“I tell you, we are here on Earth to fart around, and don’t let anybody tell you different.” If ever there were a Hoosier, it was Kurt Vonnegut. And, to the extent that I understand the essence of being a Hoosier, if ever there was a singularly Hoosier sentiment, it is this quote of his. It was given in interviews and elsewhere, but perhaps most easily discoverable in ‘A Man Without a Country’, a collection of essays he published shortly before his passing in 2007.
I myself am a Hoosier by accident of my birth. The landscape is something special, despite my constant refrain that we’ve got no elevation change. The forests we haven’t surrender to the lumber industry are beautiful. There’s a special joy that comes with watching the horizon slowly disappear between a growing wave of corn, and a larger one that comes with doing 80 down a narrow country road once fall has come, the corn is gone, and visibility has returned.

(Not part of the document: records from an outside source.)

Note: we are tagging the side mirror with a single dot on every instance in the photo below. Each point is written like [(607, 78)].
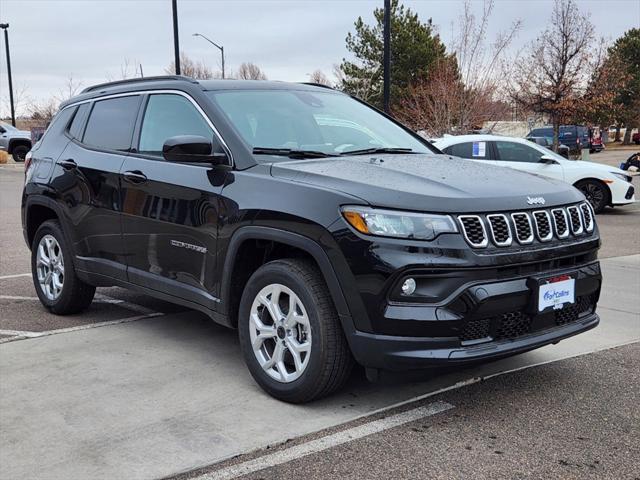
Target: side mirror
[(192, 149), (548, 160)]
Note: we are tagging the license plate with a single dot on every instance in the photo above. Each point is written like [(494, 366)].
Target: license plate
[(556, 293)]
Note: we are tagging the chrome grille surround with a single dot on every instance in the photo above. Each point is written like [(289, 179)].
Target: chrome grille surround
[(587, 217), (575, 220), (522, 239), (557, 227), (539, 227), (464, 223), (492, 228)]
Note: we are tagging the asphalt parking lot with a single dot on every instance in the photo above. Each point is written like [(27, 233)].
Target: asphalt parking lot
[(139, 388)]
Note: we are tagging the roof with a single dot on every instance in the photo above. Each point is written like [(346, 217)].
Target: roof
[(455, 139), (173, 81)]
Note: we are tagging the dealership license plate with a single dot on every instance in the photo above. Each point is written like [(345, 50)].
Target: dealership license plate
[(556, 293)]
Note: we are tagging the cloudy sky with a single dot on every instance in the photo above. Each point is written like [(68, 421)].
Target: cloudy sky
[(89, 40)]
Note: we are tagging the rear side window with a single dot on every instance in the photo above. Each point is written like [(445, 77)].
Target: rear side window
[(111, 122), (75, 129), (166, 116), (58, 124)]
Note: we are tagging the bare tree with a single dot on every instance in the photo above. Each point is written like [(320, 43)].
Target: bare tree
[(462, 92), (250, 71), (318, 76), (70, 89), (553, 77), (191, 68)]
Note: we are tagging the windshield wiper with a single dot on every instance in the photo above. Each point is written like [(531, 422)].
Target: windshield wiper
[(291, 153), (367, 151)]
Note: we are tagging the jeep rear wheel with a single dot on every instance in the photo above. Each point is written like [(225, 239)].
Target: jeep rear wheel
[(57, 285), (290, 333)]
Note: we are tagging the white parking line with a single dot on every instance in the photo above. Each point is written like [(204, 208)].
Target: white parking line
[(17, 275), (324, 443), (19, 335)]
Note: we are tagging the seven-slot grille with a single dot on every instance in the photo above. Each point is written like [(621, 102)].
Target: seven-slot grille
[(524, 232), (474, 231), (587, 216), (523, 227), (543, 225), (500, 230), (575, 220), (560, 222)]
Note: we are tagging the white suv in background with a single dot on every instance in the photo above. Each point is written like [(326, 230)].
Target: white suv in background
[(601, 184)]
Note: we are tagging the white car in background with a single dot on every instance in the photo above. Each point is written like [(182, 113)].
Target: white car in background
[(601, 184)]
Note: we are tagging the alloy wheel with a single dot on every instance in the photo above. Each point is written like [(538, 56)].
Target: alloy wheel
[(50, 267), (280, 333)]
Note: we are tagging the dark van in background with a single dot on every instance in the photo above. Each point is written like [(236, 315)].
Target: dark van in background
[(576, 137)]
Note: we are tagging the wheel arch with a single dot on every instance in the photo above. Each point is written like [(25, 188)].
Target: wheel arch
[(298, 244), (14, 142)]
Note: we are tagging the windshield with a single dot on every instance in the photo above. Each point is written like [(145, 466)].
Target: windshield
[(326, 122)]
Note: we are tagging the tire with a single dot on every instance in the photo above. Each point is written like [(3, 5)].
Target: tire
[(328, 362), (597, 194), (19, 152), (61, 292)]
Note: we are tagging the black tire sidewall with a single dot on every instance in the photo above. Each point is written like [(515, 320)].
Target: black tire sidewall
[(605, 194), (52, 228), (267, 275)]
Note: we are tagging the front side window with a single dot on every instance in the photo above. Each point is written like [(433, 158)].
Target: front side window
[(327, 122), (473, 150), (169, 115), (517, 152), (111, 123)]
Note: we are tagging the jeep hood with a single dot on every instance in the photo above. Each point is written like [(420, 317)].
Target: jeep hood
[(427, 182)]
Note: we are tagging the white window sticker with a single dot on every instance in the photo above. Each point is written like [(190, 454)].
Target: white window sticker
[(556, 294), (479, 149)]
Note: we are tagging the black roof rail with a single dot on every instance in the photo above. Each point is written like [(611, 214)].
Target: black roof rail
[(138, 80), (314, 84)]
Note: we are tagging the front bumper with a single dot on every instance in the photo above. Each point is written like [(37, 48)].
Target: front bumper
[(407, 353), (485, 320)]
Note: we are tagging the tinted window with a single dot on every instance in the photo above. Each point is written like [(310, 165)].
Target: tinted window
[(58, 124), (517, 152), (471, 150), (75, 129), (111, 122), (167, 116)]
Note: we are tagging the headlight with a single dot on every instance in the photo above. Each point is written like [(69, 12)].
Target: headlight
[(389, 223), (621, 176)]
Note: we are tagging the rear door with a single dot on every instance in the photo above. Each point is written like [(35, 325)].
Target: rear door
[(171, 209), (524, 157), (86, 177)]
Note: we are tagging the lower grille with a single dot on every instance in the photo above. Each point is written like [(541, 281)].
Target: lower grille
[(513, 325), (476, 330)]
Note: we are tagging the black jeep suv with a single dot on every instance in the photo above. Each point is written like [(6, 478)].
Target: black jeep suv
[(321, 229)]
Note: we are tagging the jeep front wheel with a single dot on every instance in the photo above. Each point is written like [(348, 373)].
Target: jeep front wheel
[(290, 333)]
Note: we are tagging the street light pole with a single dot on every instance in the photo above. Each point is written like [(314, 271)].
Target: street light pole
[(387, 55), (176, 42), (219, 47), (5, 27)]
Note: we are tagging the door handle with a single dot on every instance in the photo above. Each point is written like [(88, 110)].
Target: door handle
[(135, 176), (68, 164)]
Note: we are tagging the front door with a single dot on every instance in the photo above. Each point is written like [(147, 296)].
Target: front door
[(170, 210)]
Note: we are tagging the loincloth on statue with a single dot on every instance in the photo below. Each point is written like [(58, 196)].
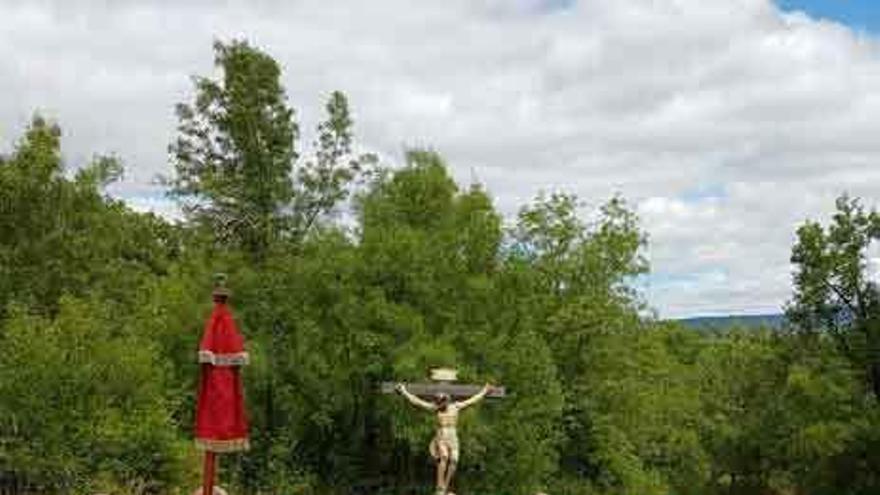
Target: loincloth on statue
[(445, 438)]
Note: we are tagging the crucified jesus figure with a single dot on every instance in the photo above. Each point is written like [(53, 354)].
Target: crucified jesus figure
[(444, 446)]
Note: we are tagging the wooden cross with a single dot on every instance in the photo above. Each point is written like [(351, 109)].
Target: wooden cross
[(442, 384)]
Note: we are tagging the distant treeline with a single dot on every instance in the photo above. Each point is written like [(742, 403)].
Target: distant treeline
[(102, 308)]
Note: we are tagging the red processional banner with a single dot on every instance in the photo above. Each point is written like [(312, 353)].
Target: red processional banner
[(221, 423)]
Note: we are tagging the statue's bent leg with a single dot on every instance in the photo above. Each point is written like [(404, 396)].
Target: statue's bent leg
[(442, 467), (450, 472)]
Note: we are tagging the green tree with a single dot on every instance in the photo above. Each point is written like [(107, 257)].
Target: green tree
[(235, 150), (832, 289), (236, 163), (61, 235), (84, 404)]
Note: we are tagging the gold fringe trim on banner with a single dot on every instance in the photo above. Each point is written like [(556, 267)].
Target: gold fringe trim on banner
[(221, 446), (236, 359)]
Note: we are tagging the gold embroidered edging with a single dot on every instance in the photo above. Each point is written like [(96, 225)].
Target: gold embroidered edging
[(237, 359), (232, 445)]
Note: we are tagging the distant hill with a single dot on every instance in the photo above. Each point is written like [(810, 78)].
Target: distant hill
[(742, 321)]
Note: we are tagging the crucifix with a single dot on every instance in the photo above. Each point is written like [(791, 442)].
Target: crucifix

The people, unfortunately, are a mixed bag I hate to say. Like anywhere, Indiana is full of both good and bad people. And like most places in fly-over country, it’s administered by some of the worst humanity has to offer up. Unfortunately that foulness doesn’t stay in the capital. A fish rots from the head down, as they say. As such, Indiana is not a kind place to grow up different, and whew boy, did I ever manage that. At any rate, it’s safe to say I have a complicated relationship with my home and the people in it.
However, whenever I get particularly angry about my kin and them falling short of what they could be, I think about one of the best we ever produced, Mr. Vonnegut. While there have been many words written on his generous nature, on his beliefs and their complexity, I think he gave a fine summation of them in “God Bless You, Mr. Rosewater”: God damn it, you’ve got to be kind.
There were, I’m sure, a great many things driving that belief. Chief among them was a fundamental interest in human beings and the absurd business of being alive. When I am angriest at my fellow Hoosiers, it is because they’ve stopped taking an interest in the world around them, or worse, the people traveling through it beside them. If, as the man said, god damn it you have to be kind, I don’t see how you get there without curiosity. We will never know, truly, what goes on in another person’s head, and that is a shame. Still, if we want even a hope to have some approximation, we have to be curious about one another. I suspect that this was at the heart of Vonnegut’s farting around, drifting through the world with no greater purpose than watching people at the messy business of being alive, although what greater purpose is there really? It’s in that spirit that I relate the following story:
A little while ago, I was enjoying afternoon coffee with an eclectic assortment of people. A Dane, a Frenchman, a Swede, an Iranian, a German, and a Hoosier all walk into a bar if you’ll allow it. We were talking about our work and the weather and the subject of home and differences between places came up. We got on to the topic of packaging, and in particular, the correct way to package yogurt.
The correct way to do it is in a tub, in case you were wondering. As we were espousing the virtues of tub-based-yogurt-packaging to the Swede who has predominantly experienced it in cartons, the Iranian pointed out that the lid-yogurt is somehow better than the tub-yogurt. There is something particularly joyful in a little scrap of food that isn’t quite where it should be in the package that comes home from the grocery store. It’s not as wet, or it has a little less milk flavor and a little more yogurt flavor, or whatever it is. It is small, and it is different, and it is special, and that makes it a joy.
And do you know what? Six people from six different countries all simultaneously agreed that yes, this is a common human experience and that the man was right and that it was a good thing to point out. For a brief moment, nearly half a dozen diaspora were home again, not where they were from, but where they were. And if that isn’t nice, I don’t know what is.